Dann wurde ich zum Flugzeug begleitet und mein Pass dem Bord-Personal ausgehändigt. Bei der Ankunft erwartete mich ein deutscher Polizist, der mich aber nach einem kurzen Telefonat und nach einem kurzen Bericht meiner Studi-Geschichte ohne Kontrolle passieren ließ. Er meinte noch, dass von türkischer Seite keine Gründe für die Abschiebung angegeben wurden.
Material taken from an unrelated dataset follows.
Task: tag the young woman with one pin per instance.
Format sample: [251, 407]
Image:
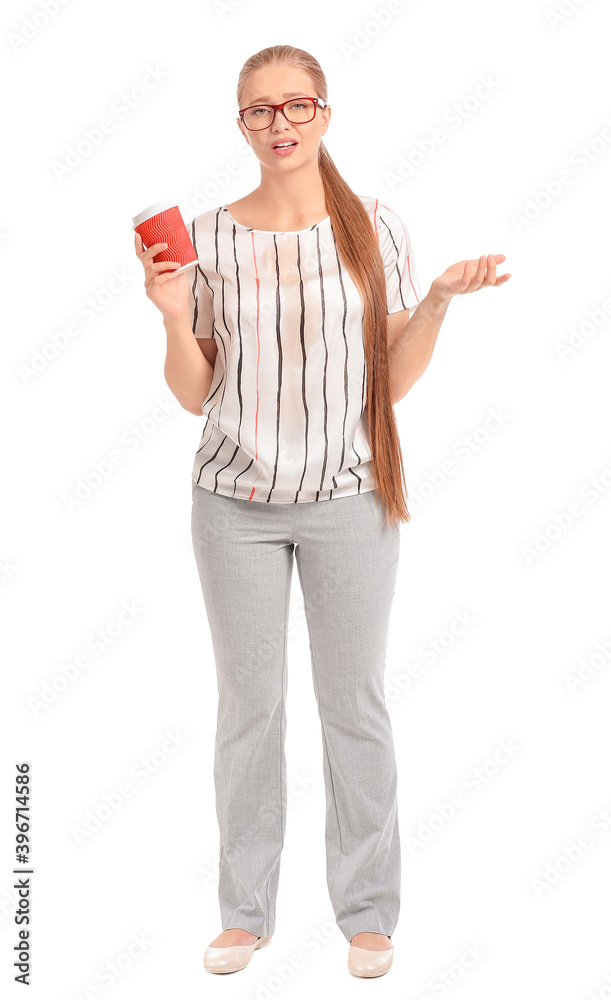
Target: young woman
[295, 337]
Meine Abschiebung reiht sich ein, in die lange Kette von Repression gegen (Menschenrechts-)Delegationen und Journalist*innen, die über die Krisensituation in Bakur (Nordkurdistan) berichten wollen. Allein bei unserer Delegation wurden bisher, ohne Angaben von Gründen, insgesamt fünf Personen die Einreise in die Türkei verweigert und vier Personen im Amed festgenommen, geschlagen und bespuckt (http://civaka-azad.org/vier-teilnehmer-der-newroz-delegation-der-yxk-in-diyarbakir-festgenommen/). Der türkische Staat will damit verhindern, dass ausländische Personen über die Gewalt, die Repression und die Massaker in Cizîr, Sûr und jetzt in Gever berichten. Davon werden wir uns nicht einschüchtern lassen! Der Kampf gegen das AKP-Regime und für eine demokratische Autonomie und Selbstverwaltung geht weiter!